The Zimbabwe Media Commission (ZMC), with the approval of the Ministry of Information, Publicity and Broadcasting Services recently gazetted the registration and accreditation fees for media companies and journalists in terms of Statutory Instrument (SI) 22 of 2021.
Section 61 of the Constitution provides for freedom of expression and freedom of the media, which includes the right to seek, receive and impart information.
Access to information is, therefore, a critical component of media freedom, of which that access facilitates further dissemination of information to the general public. For journalists to fully undertake their professional duties and access public institutions without hindrance, being duly accredited is of crucial importance in that regard.
The gazetting of the new fees is therefore welcome, as it will ensure that journalists undertake their professional duties with valid accreditation cards and without fear of arrest, harassment or assault.
This is in view of the media freedom violations that ensued when the country implemented the first national lockdown measures in 2020.
Several journalists were either assaulted or harassed by law enforcement officers for reportedly violating the COVID-19 regulations and undertaking their lawful professional duties using the then expired ZMC-issued accreditation cards.
Massive increases in accreditation and registration fees
MISA Zimbabwe, however, notes with concern the massive increase in this year’s fees when compared with those gazetted in 2020.
This is of concern given that this comes at a time when the media is facing serious sustainability and viability threats worsened by the impact of the COVID-19 pandemic on businesses throughout the world, including in Zimbabwe.
For instance, the registration fees for mass media services, community mass media and news agency is pegged at ZW$60 000; ZW$30 000 and ZW$40 000 respectively.
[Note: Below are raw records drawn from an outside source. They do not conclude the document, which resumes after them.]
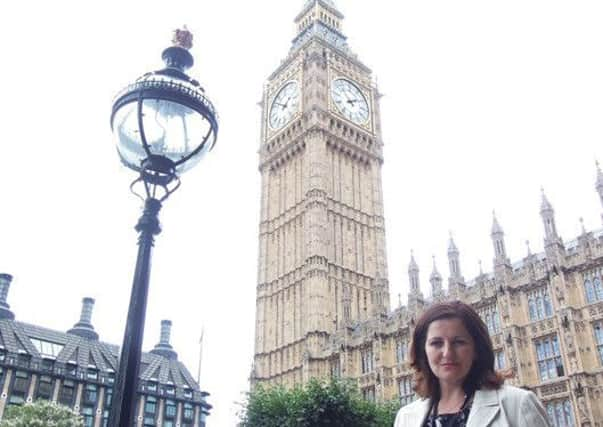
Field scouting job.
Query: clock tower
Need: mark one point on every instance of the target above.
(322, 262)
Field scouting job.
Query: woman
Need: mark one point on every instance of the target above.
(452, 356)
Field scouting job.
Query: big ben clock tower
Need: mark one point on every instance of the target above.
(322, 261)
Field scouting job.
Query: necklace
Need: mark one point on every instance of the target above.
(449, 420)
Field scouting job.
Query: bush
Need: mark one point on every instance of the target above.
(336, 403)
(40, 414)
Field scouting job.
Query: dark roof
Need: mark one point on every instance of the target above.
(15, 337)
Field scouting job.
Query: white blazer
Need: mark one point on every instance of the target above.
(506, 407)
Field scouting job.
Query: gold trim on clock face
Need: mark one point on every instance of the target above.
(350, 101)
(284, 105)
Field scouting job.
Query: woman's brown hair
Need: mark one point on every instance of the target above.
(481, 375)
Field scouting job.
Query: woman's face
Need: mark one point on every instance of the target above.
(450, 351)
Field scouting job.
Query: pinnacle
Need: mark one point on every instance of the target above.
(496, 228)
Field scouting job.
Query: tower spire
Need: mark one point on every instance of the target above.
(322, 20)
(599, 184)
(436, 281)
(548, 218)
(456, 281)
(498, 240)
(413, 274)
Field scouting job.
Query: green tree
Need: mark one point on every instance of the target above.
(336, 403)
(41, 414)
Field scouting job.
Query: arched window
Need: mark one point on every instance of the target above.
(590, 291)
(532, 308)
(598, 289)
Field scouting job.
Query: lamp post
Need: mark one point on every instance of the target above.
(164, 124)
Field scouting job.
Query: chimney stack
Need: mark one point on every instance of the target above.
(164, 348)
(5, 281)
(84, 327)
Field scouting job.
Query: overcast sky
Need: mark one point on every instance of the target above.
(484, 103)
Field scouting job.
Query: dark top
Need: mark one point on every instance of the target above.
(458, 419)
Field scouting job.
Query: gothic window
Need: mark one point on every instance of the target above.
(593, 289)
(401, 350)
(88, 416)
(150, 410)
(405, 390)
(499, 360)
(67, 393)
(367, 360)
(47, 348)
(20, 388)
(368, 393)
(92, 374)
(170, 409)
(90, 394)
(560, 413)
(334, 368)
(539, 304)
(599, 339)
(45, 384)
(550, 364)
(491, 318)
(108, 397)
(188, 412)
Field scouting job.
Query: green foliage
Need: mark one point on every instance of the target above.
(40, 414)
(318, 404)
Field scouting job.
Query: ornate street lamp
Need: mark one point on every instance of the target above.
(164, 124)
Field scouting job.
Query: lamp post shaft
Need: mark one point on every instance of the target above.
(126, 384)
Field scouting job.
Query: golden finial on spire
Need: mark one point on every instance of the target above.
(183, 38)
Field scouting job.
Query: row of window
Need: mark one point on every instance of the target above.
(89, 400)
(548, 355)
(169, 413)
(560, 413)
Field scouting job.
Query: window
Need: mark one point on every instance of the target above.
(560, 413)
(88, 416)
(499, 360)
(599, 339)
(188, 412)
(539, 304)
(45, 387)
(550, 364)
(150, 409)
(20, 388)
(90, 394)
(593, 289)
(108, 397)
(369, 394)
(47, 348)
(170, 409)
(334, 368)
(92, 374)
(367, 360)
(405, 391)
(67, 393)
(491, 318)
(71, 369)
(401, 350)
(47, 365)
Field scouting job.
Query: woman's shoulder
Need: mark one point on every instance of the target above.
(511, 392)
(412, 412)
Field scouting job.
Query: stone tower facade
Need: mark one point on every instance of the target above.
(322, 260)
(322, 294)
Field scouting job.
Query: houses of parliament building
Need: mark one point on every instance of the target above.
(323, 306)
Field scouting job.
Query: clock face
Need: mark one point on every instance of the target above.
(284, 105)
(350, 101)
This is a massive increase of more than 400 per cent from last year’s fees which were placed at ZW$15 000; ZW$5 000 and ZW$8 000 for mass media services, community mass media and news agency respectively.
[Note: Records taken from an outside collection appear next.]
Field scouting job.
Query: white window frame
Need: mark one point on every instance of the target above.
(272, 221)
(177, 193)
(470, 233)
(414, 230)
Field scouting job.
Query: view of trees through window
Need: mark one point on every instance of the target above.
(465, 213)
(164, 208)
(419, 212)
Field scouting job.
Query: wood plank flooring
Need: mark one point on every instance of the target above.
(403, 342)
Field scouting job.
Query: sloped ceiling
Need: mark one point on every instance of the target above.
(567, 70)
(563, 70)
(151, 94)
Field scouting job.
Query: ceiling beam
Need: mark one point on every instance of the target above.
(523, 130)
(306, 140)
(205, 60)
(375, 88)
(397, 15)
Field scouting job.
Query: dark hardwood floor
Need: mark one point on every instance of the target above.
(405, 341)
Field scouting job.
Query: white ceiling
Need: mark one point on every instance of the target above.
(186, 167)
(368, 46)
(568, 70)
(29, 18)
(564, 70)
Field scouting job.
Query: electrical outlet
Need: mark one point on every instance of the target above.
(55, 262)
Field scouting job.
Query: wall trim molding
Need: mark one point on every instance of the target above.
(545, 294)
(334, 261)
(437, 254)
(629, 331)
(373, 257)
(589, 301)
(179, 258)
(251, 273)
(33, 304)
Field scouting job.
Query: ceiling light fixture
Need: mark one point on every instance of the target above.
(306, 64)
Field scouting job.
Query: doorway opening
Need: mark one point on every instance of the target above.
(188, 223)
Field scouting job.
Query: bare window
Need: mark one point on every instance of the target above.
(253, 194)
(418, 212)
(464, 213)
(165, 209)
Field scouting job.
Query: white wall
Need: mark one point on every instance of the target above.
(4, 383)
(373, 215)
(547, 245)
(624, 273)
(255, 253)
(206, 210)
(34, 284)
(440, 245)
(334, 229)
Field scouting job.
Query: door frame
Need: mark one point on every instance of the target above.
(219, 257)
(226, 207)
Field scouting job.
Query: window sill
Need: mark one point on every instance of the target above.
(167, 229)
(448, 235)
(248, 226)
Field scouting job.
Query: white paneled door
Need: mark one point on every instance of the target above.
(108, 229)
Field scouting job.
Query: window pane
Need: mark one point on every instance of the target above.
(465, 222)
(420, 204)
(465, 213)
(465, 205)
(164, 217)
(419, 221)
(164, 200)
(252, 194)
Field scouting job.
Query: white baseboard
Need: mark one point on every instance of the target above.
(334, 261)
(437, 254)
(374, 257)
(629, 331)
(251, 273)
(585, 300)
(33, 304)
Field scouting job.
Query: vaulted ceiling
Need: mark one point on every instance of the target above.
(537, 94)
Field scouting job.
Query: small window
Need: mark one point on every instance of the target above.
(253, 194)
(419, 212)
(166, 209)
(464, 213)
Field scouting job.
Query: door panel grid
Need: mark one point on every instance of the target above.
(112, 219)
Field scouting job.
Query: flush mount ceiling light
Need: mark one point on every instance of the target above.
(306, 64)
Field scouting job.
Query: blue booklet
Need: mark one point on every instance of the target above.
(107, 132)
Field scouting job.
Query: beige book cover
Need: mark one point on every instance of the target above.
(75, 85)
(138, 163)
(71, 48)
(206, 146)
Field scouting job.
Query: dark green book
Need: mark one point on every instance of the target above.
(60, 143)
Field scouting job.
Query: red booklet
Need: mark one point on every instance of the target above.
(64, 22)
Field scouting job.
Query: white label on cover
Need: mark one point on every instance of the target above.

Accreditation fees for local journalists have been pegged at ZW$600 for first applicant and ZW$500 for renewal of accreditation, this was previously pegged at ZW$120 and ZW$80 respectively.
MISA Zimbabwe position
MISA Zimbabwe is cognisant of the hyperinflationary environment that Zimbabwe is operating under, but is of the view that this does not justify hiking the fees by more than 400 percent when viewed against the serious sustainability and viability challenges that the media sector in Zimbabwe is grappling with.
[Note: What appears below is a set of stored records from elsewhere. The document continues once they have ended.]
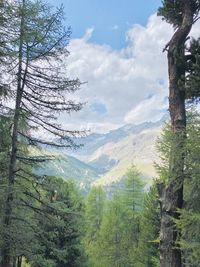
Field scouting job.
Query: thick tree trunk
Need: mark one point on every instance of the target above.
(7, 257)
(172, 194)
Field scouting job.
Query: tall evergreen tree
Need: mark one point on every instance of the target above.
(35, 43)
(93, 217)
(182, 15)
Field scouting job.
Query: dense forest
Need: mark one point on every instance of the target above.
(46, 221)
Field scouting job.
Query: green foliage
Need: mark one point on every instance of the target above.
(172, 11)
(190, 215)
(193, 76)
(115, 237)
(60, 226)
(93, 217)
(149, 230)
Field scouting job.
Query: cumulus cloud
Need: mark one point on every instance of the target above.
(121, 81)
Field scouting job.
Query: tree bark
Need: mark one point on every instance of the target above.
(172, 194)
(7, 258)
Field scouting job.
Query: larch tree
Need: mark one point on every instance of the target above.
(182, 14)
(34, 44)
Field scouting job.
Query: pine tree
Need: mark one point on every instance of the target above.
(149, 230)
(35, 44)
(93, 216)
(182, 15)
(60, 227)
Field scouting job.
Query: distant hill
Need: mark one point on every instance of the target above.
(105, 158)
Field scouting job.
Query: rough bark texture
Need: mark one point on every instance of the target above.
(172, 194)
(7, 259)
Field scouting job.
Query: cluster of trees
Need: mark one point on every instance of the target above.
(40, 217)
(123, 230)
(44, 220)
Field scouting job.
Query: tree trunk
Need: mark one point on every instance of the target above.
(7, 257)
(172, 194)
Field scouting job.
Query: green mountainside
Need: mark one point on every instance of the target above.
(105, 158)
(69, 168)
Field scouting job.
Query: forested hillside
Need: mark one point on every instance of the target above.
(129, 197)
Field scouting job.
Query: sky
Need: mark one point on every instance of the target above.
(110, 18)
(116, 48)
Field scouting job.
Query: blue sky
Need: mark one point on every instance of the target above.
(126, 81)
(109, 18)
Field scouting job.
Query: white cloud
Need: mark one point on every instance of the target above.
(121, 80)
(114, 28)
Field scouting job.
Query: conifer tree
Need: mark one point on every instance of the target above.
(182, 15)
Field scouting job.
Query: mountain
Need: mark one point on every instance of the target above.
(113, 153)
(105, 158)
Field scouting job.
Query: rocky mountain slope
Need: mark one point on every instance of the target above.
(105, 158)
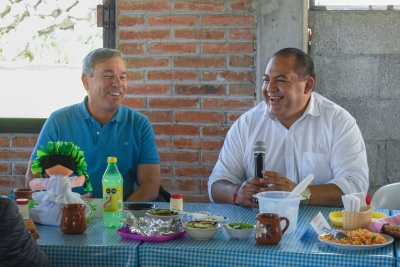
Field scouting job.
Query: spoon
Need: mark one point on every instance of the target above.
(336, 234)
(301, 186)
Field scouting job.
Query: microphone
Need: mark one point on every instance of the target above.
(259, 149)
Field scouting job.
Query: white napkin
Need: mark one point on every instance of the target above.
(351, 203)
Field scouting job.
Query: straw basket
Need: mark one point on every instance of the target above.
(393, 231)
(357, 220)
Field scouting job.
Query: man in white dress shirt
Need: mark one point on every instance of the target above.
(304, 134)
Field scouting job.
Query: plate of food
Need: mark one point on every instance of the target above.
(336, 217)
(361, 239)
(124, 232)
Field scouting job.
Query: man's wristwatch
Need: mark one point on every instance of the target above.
(307, 195)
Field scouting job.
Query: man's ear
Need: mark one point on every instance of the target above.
(85, 81)
(309, 85)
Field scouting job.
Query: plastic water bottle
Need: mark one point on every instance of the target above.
(112, 195)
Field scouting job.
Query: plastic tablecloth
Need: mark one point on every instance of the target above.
(300, 248)
(97, 246)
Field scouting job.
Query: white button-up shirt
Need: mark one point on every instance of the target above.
(325, 141)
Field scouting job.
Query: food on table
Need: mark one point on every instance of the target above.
(200, 224)
(162, 212)
(357, 237)
(239, 225)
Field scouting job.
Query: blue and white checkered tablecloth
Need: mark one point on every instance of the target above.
(396, 242)
(97, 246)
(300, 248)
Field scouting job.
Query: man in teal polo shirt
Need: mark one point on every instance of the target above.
(102, 127)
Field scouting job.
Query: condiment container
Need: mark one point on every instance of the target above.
(176, 202)
(23, 207)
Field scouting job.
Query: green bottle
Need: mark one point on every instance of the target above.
(112, 195)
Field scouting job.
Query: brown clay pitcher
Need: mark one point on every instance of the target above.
(268, 229)
(73, 219)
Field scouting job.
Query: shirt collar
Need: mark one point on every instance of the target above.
(120, 116)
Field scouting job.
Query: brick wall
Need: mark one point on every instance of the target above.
(191, 70)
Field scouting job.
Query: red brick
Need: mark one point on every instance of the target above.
(126, 20)
(143, 34)
(241, 34)
(15, 155)
(175, 129)
(232, 117)
(148, 89)
(134, 102)
(166, 171)
(228, 48)
(201, 34)
(144, 6)
(199, 6)
(210, 89)
(173, 75)
(232, 76)
(199, 62)
(173, 48)
(173, 103)
(5, 168)
(11, 182)
(157, 115)
(3, 142)
(222, 103)
(197, 143)
(228, 20)
(163, 143)
(199, 116)
(241, 5)
(193, 171)
(21, 141)
(20, 168)
(172, 20)
(196, 198)
(186, 157)
(143, 62)
(134, 49)
(245, 61)
(134, 75)
(215, 130)
(209, 157)
(241, 89)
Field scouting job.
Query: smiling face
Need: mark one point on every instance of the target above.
(285, 93)
(106, 89)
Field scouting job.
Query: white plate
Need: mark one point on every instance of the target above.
(358, 247)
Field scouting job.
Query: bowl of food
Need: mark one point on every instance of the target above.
(239, 230)
(163, 214)
(139, 209)
(202, 230)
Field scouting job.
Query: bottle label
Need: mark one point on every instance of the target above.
(112, 199)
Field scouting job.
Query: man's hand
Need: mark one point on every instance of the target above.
(30, 226)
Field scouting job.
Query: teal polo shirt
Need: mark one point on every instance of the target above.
(127, 136)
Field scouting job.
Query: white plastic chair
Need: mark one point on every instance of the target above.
(387, 197)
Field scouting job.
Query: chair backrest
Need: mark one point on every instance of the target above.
(387, 197)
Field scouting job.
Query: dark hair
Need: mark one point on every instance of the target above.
(97, 56)
(304, 63)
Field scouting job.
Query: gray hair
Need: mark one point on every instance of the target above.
(97, 56)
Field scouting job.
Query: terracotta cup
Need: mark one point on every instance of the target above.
(73, 219)
(23, 193)
(268, 229)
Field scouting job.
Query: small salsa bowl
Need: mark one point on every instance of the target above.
(163, 214)
(239, 230)
(202, 230)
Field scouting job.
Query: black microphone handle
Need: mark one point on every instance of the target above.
(259, 163)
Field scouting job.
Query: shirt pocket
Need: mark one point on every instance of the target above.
(318, 165)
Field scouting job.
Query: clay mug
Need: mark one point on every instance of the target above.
(23, 193)
(73, 219)
(268, 228)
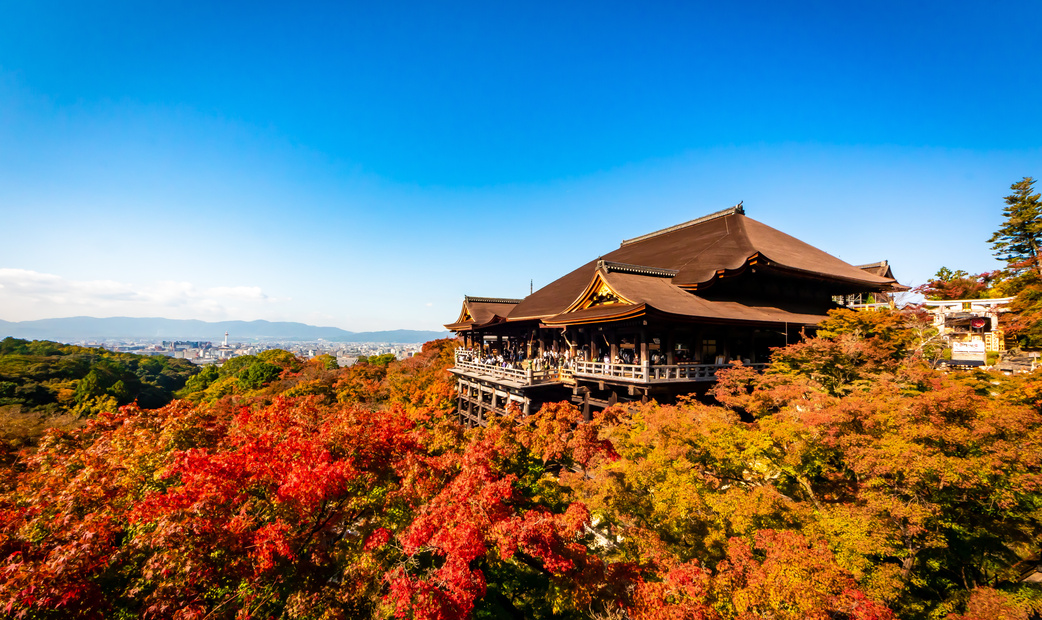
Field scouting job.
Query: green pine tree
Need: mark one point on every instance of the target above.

MISA Zimbabwe, therefore, reminds the Zimbabwe Media Commission and other constitutional bodies, that they have a constitutional duty to promote and defend the enjoyment of human rights.
This is why the bulk of their funding comes from the fiscus to facilitate the fulfilment of their mandates, and ultimately, the enjoyment of fundamental rights as provided for in our Constitution.
In that regard, responsible ministries such as the Ministry of Information, Publicity and Broadcasting Services, should be firm and resolute in their oversight considerations particularly where it concerns financially related regulations that have an impact on the exercise and enjoyment of rights.
Further, the impact of the ravaging pandemic calls upon the government and media stakeholders to reflect on the feasibility of the obtaining annual media registration and accreditation processes.
We have noted beyond any doubt, that the annual accreditation processes pose logistical nightmares, hence the need to consider periods between two and five years.
The proposed timelines will provide the Commission adequate time to plan and liaise with the Ministry in reviewing and gazetting fees seamlessly.
Meanwhile, MISA Zimbabwe urges the ZMC to decentralise and speedily undertake the registration and accreditation processes for the convenience of media companies and journalists in line with the current lockdown regulations and measures.